I think there’s a fear among many chromatographers that peak fitting is a biased, and perhaps inaccurate, way to quantify analytes. To some extent, they have a point; it would be better if we could simply integrate peak-area under the trace. However, for many biological samples full peak separation is practically impossible. To draw any conclusions from this data – besides simply noting the presence/absence of individual peaks – you must perform some kind of peak fitting. Even the valley-to-valley algorithm is a peak fit, as the algorithm must decide where the integration region starts and stops. The alternative to peak fitting, which is merely analyzing the presence/absence of certain peaks, seems a waste of potentially useful data, in my opinion.
What was your biggest “eureka” moment during the development or testing of PeakClimber?
We were initially using a Gaussian distribution to model peaks, as is standard in mass spec. However, we found that this approach often missed the tail region present in most peaks. There were several distributions we could have used to model this tail: looking back, I was very surprised to see that the exponentially modified Gaussian model was by far the most effective. Despite performing excellently in the proof-of-concept experiments, my big fear throughout most of the process was that PeakClimber wouldn’t be able to shed any insight on the fly lipid data. I was delighted that this was not the case.
Your paper focuses on lipids in fruit flies, why did you choose this area? And what other fields or systems do you see benefiting from this tool?
As a PhD student, I chose to work on fruit flies because of the heavily analytical approach they enable in terms of understanding how the microbiome influences whole body physiology. What’s amazing about this system is that it flourishes with just a few species of bacteria in its gut compared to the thousands in the intestine of animals like us. The problem seemed much more tractable using fruit flies as the model system.
We are hoping that PeakClimber will benefit many different types of analysis of biological samples that produce complex chromatograms, including lipidomics, glycomics, proteomics, and metabolomics in general. We envision PeakClimber as a supplement to mass spec. HPLC users without mass-spec systems can use PeakClimber to identify which compounds (or compound clusters within single peaks) are necessary to identify using mass spectrometry, potentially facilitating significant savings to cost and time.
What do you think are the biggest barriers to wider adoption of open-source analytical tools like this one?
One barrier is the resistance of much of the chromatography community to peak fitting in general. However, I think the larger problem is simply a lack of knowledge and awareness that these tools are out there.
Are there any other big challenges in chromatography that better software tools could help with?

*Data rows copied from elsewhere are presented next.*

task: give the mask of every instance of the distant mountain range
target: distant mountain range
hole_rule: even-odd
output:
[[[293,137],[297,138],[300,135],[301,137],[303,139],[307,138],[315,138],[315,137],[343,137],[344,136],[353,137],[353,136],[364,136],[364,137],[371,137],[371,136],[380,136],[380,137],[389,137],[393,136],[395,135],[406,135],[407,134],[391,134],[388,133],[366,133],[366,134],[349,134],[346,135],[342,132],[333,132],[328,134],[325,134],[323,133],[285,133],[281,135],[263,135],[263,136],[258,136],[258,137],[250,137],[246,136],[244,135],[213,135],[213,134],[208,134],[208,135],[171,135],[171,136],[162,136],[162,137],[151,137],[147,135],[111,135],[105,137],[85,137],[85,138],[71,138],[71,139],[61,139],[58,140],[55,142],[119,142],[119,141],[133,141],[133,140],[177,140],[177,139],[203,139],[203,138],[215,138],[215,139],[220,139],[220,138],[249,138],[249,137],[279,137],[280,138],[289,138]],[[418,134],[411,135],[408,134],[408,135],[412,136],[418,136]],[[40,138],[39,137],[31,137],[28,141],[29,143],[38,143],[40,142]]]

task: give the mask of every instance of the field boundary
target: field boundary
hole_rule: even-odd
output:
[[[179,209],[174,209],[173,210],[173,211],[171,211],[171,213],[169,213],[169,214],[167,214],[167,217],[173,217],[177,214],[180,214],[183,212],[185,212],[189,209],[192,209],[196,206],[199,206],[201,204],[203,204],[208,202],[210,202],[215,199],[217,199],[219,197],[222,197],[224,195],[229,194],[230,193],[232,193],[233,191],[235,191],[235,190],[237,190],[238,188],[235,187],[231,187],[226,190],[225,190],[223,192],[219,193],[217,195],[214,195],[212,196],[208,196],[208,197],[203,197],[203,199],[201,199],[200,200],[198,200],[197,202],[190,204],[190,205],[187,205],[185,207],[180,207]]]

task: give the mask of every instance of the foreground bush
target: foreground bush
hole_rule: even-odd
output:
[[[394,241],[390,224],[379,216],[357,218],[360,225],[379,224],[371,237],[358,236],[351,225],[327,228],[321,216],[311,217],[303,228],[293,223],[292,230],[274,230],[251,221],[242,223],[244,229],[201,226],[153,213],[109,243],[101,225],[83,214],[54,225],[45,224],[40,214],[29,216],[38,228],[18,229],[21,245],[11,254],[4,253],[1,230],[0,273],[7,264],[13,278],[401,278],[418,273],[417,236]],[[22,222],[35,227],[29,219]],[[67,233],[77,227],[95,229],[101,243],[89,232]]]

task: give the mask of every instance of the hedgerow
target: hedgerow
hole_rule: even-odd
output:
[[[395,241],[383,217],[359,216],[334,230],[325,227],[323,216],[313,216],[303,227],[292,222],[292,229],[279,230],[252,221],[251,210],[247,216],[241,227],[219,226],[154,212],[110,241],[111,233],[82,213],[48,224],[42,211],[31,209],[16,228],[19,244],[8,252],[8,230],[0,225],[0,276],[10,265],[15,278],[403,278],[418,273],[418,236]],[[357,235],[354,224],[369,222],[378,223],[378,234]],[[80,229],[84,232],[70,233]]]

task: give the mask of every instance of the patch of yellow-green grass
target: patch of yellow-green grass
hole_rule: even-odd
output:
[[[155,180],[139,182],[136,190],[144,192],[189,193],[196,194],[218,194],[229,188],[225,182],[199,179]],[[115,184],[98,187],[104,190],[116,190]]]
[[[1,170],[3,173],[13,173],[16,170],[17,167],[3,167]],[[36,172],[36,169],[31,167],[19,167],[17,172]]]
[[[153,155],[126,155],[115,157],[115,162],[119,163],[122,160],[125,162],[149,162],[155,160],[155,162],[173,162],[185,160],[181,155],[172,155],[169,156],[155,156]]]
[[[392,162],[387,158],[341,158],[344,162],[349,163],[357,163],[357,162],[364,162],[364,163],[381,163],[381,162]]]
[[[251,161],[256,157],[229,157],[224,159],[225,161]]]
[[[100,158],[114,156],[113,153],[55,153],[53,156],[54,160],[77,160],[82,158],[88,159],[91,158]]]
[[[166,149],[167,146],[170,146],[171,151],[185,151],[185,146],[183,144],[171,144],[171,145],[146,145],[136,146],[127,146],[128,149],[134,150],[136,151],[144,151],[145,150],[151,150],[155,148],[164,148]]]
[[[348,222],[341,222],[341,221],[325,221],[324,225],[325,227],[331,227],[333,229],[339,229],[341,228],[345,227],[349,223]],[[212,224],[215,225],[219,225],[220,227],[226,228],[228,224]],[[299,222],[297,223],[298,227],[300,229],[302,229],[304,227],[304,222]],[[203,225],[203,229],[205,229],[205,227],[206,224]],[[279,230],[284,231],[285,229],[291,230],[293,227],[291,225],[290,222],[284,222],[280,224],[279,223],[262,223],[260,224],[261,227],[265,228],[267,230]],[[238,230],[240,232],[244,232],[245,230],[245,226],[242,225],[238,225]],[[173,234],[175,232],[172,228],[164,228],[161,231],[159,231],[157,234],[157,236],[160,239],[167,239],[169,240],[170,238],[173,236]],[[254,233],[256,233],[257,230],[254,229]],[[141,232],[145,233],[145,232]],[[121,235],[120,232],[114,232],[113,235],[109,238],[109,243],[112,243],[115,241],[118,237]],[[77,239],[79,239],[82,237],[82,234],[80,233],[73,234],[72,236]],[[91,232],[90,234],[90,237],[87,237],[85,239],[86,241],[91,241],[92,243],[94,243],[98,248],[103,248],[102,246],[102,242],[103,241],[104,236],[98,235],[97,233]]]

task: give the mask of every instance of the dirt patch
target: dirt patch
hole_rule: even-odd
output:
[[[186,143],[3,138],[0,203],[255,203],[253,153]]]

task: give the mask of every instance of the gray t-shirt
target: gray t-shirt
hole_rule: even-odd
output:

There are two that immediately spring to mind: the first is better identification of peak shoulders, which are often separate compounds. I think PeakClimber can eventually tackle this. The second would be tools to help design better solvent gradients. There are some solutions out there already (Boelrijk, 2023), but I think there’s still some room for improvement.
What’s next for PeakClimber?
PeakClimber was developed to help me analyze data that I was generating for my main PhD project, focused on understanding how flies absorb and process lipids, as well as how this process is modulated by microbes. This will be my main focus over the next year or so. However, when I do have some extra time, there are two improvements that I would like to make. The first is to alter the least-squares algorithm to support both fronted and tailed peaks in the same run. Secondly, I’d like to improve the shoulder finding algorithm, as I’m finding a lot of peaks in my data that would be better fit if the shoulder was correctly identified. Of course, the beauty of open-source software is that the user can make these modifications themselves, and I’d like to think I’ve provided documentation that will be very helpful for that!